— Невообразимо, — пробормотал Гилрой.
В стороне был пульт оператора с таким же набором кнопок, за которым располагался Фленсберг.
— И что же предстало вашим глазам, доктор Парментье?
— Из третьего барака доставили двоих заключенных; оба были мужчинами. И того и другого привязали к стульям, оставив свободными только руки. Из-за своего пульта Фленсберг обратился к заключенному, скажем «А», и приказал ему нанести заключенному «Б» (по другую сторону стекла) удар силой в пятьдесят вольт, или же он, Фленсберг, накажет его за неповиновение.
— И заключенный «А» сделал то, что было ему сказано?
— Не сразу.
— И Фленсберг наказал его ударом. тока?
Да. «А» закричал. Фленсберг снова приказал ему поразить «Б» током. Заключенный «А» сопротивлялся, пока через его тело не был пропущен ток напряжением в двести вольт, после чего он начал подчиняться приказам, и заключенный «Б» стал корчиться от ударов тока.
— То есть суть данных экспериментов заключалась в том, чтобы заставить людей причинять боль другим, с целью избежать ее самим.
— Да. Повиновение из страха.
— Подчиняясь командам Фленсберга, заключенный «А» начал причинять мучения заключенному «Б». Разве он не понимал и не видел, что делает со своим товарищем по несчастью?
— И видел, и слышал.
— Какое напряжение заключенный «А» использовал, подчиняясь приказам?
— Он практически убил второго заключенного.
— Понимаю. — Баннистер с трудом перевел дыхание. Присяжные были растеряны, не в силах поверить тому, что им довелось услышать. — Продемонстрировав вам эти эксперименты, что дальше сделал Фленсберг?

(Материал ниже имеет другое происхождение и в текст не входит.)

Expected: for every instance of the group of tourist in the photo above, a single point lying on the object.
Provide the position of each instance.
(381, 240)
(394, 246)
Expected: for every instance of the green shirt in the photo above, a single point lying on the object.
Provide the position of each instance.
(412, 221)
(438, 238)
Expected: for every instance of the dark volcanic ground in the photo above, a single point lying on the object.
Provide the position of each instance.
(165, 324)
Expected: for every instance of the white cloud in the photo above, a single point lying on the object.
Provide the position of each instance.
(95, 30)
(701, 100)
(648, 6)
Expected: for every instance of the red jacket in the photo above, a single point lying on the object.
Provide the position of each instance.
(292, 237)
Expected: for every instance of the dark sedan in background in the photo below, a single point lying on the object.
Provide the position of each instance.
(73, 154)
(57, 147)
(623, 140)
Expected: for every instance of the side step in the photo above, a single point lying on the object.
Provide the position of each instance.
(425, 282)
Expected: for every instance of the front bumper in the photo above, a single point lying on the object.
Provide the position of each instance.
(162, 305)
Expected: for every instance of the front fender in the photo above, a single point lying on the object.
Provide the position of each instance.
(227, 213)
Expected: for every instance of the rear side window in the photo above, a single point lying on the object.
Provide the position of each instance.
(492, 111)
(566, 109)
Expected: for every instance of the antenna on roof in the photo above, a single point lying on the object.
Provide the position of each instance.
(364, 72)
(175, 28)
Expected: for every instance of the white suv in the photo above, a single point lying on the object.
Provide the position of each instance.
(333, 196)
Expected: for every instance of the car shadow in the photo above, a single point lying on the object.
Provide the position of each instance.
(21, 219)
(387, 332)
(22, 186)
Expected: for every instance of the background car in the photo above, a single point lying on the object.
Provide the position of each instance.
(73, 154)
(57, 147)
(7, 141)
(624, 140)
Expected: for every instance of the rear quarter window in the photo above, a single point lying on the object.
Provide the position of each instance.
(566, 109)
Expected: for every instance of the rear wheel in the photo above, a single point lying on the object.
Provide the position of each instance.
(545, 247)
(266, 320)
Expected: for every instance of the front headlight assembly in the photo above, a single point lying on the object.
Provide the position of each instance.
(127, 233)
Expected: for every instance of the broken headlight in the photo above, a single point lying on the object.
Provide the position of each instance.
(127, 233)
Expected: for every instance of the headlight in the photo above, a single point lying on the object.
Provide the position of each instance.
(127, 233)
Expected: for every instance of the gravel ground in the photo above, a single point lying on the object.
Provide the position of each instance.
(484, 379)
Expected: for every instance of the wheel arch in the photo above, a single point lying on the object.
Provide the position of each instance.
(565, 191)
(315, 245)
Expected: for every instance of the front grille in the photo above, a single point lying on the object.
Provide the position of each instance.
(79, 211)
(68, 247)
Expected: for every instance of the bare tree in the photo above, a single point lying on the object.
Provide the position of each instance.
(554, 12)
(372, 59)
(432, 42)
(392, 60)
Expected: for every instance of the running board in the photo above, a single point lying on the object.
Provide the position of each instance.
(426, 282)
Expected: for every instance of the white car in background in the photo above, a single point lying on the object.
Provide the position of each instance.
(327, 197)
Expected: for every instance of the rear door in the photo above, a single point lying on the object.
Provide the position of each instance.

— Прежде всего, я должна была прийти в себя. Я потребовала полного прекращения этих экспериментов. Охранники силой притащили меня в кабинет Фленсберга. Он объяснил мне, что, в сущности, не стремится к гибели подопытных, но порой это случается. Он стал демонстрировать мне графики и схемы. Он старался определить так называемую точку слома у разных людей. Ту границу, на которой люди превращаются в роботов, подчиняющихся командам немцев. Но переход этой границы означал, что они теряли рассудок. Он показал мне эксперименты, в ходе которых заставлял кровных родственников истязать друг друга.
— Я хотел бы знать, доктор Парментье, — сказал судья, — встречались ли люди, которые находили в себе силы сопротивляться таким приказам?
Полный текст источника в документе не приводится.